2

I have a df, sample data looks like below:

df

user    collaborators
A       {'first_name' : 'jack', 'last_name' : 'abc', 'id' : 'a12@email.com'}, {'first_name' : 'john', 'last_name' : 'pqr', 'id' : 'd23@email.com'}
B       {'first_name' : 'tom', 'last_name' : 'pwc', 'id' : 'd99@email.com'}
C       {'first_name' : 'jill', 'last_name' : 'def', 'id' : 'x45@email.com'}, {'first_name' : 'jill', 'last_name' : 'def', 'id' : 'x45@email.com'}

I need to get the first_name, last_name and id in individual columns. Expected Output:

enter image description here

I first tried to remove the square brackets using:

df['collaborators'].str.strip('{}')
df['collaborators'].str.replace('[{}]', '')

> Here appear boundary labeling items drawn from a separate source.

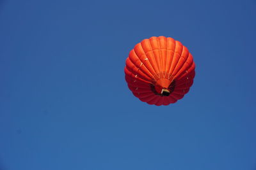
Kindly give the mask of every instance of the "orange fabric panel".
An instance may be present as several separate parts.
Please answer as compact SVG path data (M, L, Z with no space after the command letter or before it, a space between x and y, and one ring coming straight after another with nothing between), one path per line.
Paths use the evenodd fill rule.
M193 83L192 55L172 38L151 37L135 45L124 69L129 89L141 101L156 106L177 102Z

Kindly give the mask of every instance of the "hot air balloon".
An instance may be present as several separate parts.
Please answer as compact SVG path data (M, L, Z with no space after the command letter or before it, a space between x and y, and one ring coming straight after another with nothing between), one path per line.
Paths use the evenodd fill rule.
M168 105L188 92L195 75L192 55L180 42L152 37L135 45L124 72L129 89L141 101Z

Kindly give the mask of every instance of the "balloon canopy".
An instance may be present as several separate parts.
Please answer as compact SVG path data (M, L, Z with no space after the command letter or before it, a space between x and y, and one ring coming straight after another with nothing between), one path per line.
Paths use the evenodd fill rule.
M192 55L180 42L164 36L135 45L124 71L129 89L141 101L168 105L188 92L195 75Z

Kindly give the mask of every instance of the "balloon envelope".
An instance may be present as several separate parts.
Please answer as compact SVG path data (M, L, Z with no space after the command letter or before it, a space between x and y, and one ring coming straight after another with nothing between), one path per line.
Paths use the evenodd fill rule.
M141 101L168 105L188 92L195 75L192 55L180 42L164 36L137 44L126 59L129 89Z

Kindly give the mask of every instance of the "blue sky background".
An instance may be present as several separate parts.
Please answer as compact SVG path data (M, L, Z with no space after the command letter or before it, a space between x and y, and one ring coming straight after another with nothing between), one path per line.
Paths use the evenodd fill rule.
M0 169L256 169L255 18L255 0L2 0ZM196 65L168 106L124 80L153 36Z

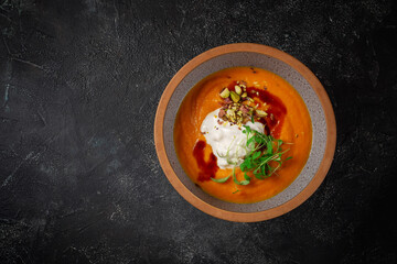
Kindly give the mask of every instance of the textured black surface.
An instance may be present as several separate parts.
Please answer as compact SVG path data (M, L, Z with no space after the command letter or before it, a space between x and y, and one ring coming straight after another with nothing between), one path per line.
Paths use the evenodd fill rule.
M0 0L0 263L396 263L391 1ZM212 47L254 42L329 92L334 163L296 210L212 218L159 166L157 103Z

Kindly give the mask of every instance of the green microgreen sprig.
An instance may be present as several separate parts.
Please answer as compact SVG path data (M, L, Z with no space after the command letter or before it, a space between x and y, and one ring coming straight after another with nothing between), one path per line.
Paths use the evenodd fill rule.
M236 177L236 164L234 164L234 168L230 175L224 178L211 178L215 183L226 183L229 177L233 177L233 182L236 185L248 185L251 178L247 173L253 173L257 179L266 179L281 167L282 163L292 158L291 156L287 157L282 161L282 155L289 151L282 150L282 144L285 143L282 140L276 140L271 135L266 135L258 131L251 130L248 125L244 125L245 130L243 133L247 135L247 144L246 150L249 150L249 153L245 156L244 162L239 165L242 172L244 172L244 180L238 180ZM226 153L228 156L228 153ZM227 158L228 160L228 158ZM271 162L276 162L277 166L272 167L270 165ZM239 191L236 186L236 191ZM234 194L235 194L234 193Z

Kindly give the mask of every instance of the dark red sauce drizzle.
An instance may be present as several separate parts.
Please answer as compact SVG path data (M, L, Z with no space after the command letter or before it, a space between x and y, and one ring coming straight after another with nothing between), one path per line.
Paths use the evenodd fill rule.
M216 164L216 156L214 153L211 153L210 161L204 161L204 150L206 143L204 141L197 141L193 148L193 156L195 157L200 173L198 173L198 182L210 180L211 178L215 178L215 173L218 170L218 166Z
M230 91L235 90L235 86L237 81L232 81L227 87ZM280 98L271 95L267 90L247 87L248 97L253 98L255 101L261 103L266 102L269 108L267 110L268 116L266 118L259 119L259 122L265 124L265 133L271 134L276 139L280 136L281 128L283 124L283 120L287 113L287 108L280 100ZM204 160L204 150L206 147L206 143L204 141L197 141L193 148L193 156L195 157L200 173L198 173L198 182L210 180L215 177L215 173L218 170L218 166L216 164L216 156L214 153L211 153L210 161Z

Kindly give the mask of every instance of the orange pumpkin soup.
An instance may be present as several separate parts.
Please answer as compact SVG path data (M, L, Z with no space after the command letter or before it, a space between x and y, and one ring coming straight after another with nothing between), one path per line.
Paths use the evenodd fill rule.
M236 85L243 87L244 90ZM226 99L225 90L227 95L230 94L230 97ZM254 121L255 124L261 122L264 134L283 142L280 147L283 153L282 165L269 177L254 177L253 172L245 175L237 164L238 158L234 163L237 164L235 168L221 166L219 155L215 155L212 145L206 141L205 133L208 132L202 131L203 122L213 111L216 111L215 118L218 118L216 114L226 117L225 112L222 113L222 110L218 112L217 109L228 111L222 106L236 102L232 94L238 94L243 105L247 105L246 108L243 107L236 111L243 110L247 114L253 111L257 113L253 114L249 121L243 118L238 123L236 121L234 125L238 125L238 130L249 122L251 124ZM244 116L242 111L238 114ZM235 120L232 118L232 121ZM222 120L217 122L219 125L225 124ZM211 196L237 204L261 201L287 188L307 163L311 143L312 124L302 98L280 76L261 68L233 67L207 76L185 96L174 123L176 155L189 177ZM272 168L278 165L277 162L270 164ZM229 177L232 174L235 179ZM247 177L249 184L236 184L246 182Z

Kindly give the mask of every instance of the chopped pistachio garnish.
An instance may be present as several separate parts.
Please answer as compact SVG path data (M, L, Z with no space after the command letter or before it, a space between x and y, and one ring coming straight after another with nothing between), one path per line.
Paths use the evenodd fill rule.
M223 89L223 91L221 92L222 98L228 98L229 96L230 91L227 88Z

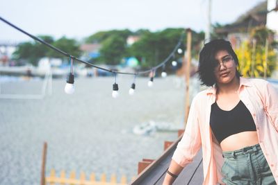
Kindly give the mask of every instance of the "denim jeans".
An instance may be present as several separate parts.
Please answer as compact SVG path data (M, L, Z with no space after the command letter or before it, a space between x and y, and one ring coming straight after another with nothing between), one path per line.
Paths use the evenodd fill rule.
M227 185L276 184L259 144L223 152L222 181Z

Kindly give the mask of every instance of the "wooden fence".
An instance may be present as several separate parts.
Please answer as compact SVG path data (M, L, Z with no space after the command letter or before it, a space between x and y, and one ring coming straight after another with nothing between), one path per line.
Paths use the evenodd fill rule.
M120 182L117 182L115 175L112 175L111 180L106 180L106 175L102 174L99 181L96 181L95 175L92 173L88 179L86 179L83 172L80 174L80 178L76 179L76 174L74 171L70 173L70 177L67 178L65 170L60 172L60 177L56 177L54 169L51 170L49 177L45 177L46 185L56 185L56 184L69 184L69 185L126 185L127 179L126 176L123 175Z

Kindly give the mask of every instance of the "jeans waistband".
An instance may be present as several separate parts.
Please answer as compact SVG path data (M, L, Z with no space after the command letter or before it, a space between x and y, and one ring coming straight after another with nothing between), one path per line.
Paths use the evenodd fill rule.
M224 157L236 157L236 156L238 155L243 155L245 153L254 153L254 152L256 153L258 152L258 150L261 150L261 146L258 143L254 146L247 146L243 148L236 150L234 151L222 152L222 153Z

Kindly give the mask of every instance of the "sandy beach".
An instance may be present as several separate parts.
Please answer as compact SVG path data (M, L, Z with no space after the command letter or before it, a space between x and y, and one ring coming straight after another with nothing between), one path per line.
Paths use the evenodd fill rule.
M125 175L130 182L138 161L157 159L164 141L177 138L176 132L137 135L133 128L150 121L183 127L183 79L155 78L152 88L148 80L138 78L130 96L133 76L119 76L117 99L111 77L77 78L71 96L64 93L65 80L54 79L52 94L42 100L0 99L0 184L38 184L44 141L47 176L54 168L77 177L95 173L97 179L104 173L108 179ZM40 80L2 82L1 94L40 94L42 85Z

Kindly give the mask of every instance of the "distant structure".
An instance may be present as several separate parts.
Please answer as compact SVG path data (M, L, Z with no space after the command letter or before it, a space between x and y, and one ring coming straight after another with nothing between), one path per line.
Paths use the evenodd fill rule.
M218 35L227 37L234 47L250 37L250 30L256 27L265 27L267 23L268 1L265 1L241 15L231 24L217 28Z
M9 65L9 61L15 51L17 42L0 40L0 66Z
M136 35L130 35L127 37L126 39L126 44L128 46L131 46L135 42L138 41L140 39L139 36L136 36Z
M278 42L278 0L268 1L266 27L275 32L275 39Z
M96 58L99 56L99 49L101 45L98 43L84 44L80 46L80 50L83 51L82 58L85 60Z

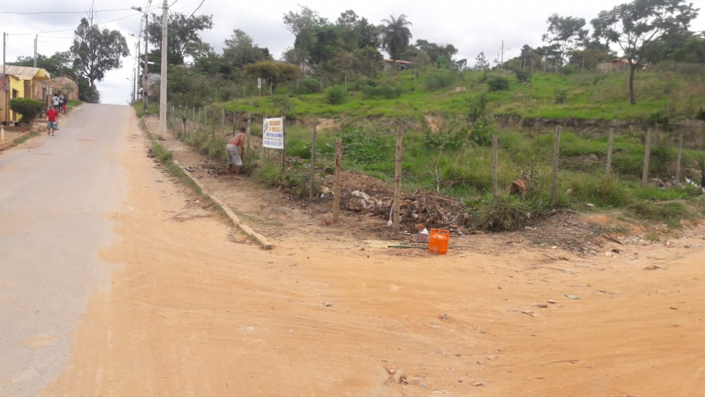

But I got only NaN as the result, not sure why. I thought of exploding the column after converting it to a list and extracting first_name, last_name and id. But all this looks like lot of steps. Could someone please let me know if there's a shorter way.

Updated DF:

enter image description here

I used to_list to convert the three columns into list:

df['first_name'] = df['first_name'].to_list()
df['last_name'] = df['last_name'].to_list()
df['id'] = df['id'].to_list()

I then tried below code from SO:

 df.set_index('collaborators').apply(lambda x:
    x.apply(pd.Series).stack()).reset_index().drop('level_1', 1)

But it didn't work for me.

Karthik S
  • 11,348
  • 2
  • 11
  • 25
  • have a look at pd.json_normalize() or df.explode() – Bendik Knapstad May 05 '22 at 07:55
  • https://stackoverflow.com/questions/46391291/how-to-convert-json-data-inside-a-pandas-column-into-new-columns?msclkid=a6deeed1cc4911ecbfbf8a32d7c734e2 – Kirk May 05 '22 at 08:04
  • What exactly is your data? Can you load it into pandas, apply `.values` on it and paste the output here? – Zero May 05 '22 at 08:13

2 Answers2

1

Use ast.literal_eval with add [] for lists of DataFrames, so possible use DataFrame.explode with json_normalize and last append to original with remove helper column new in DataFrame.pop:

import ast

df['new'] = df['collaborators'].apply(lambda x: ast.literal_eval('[' + x + ']'))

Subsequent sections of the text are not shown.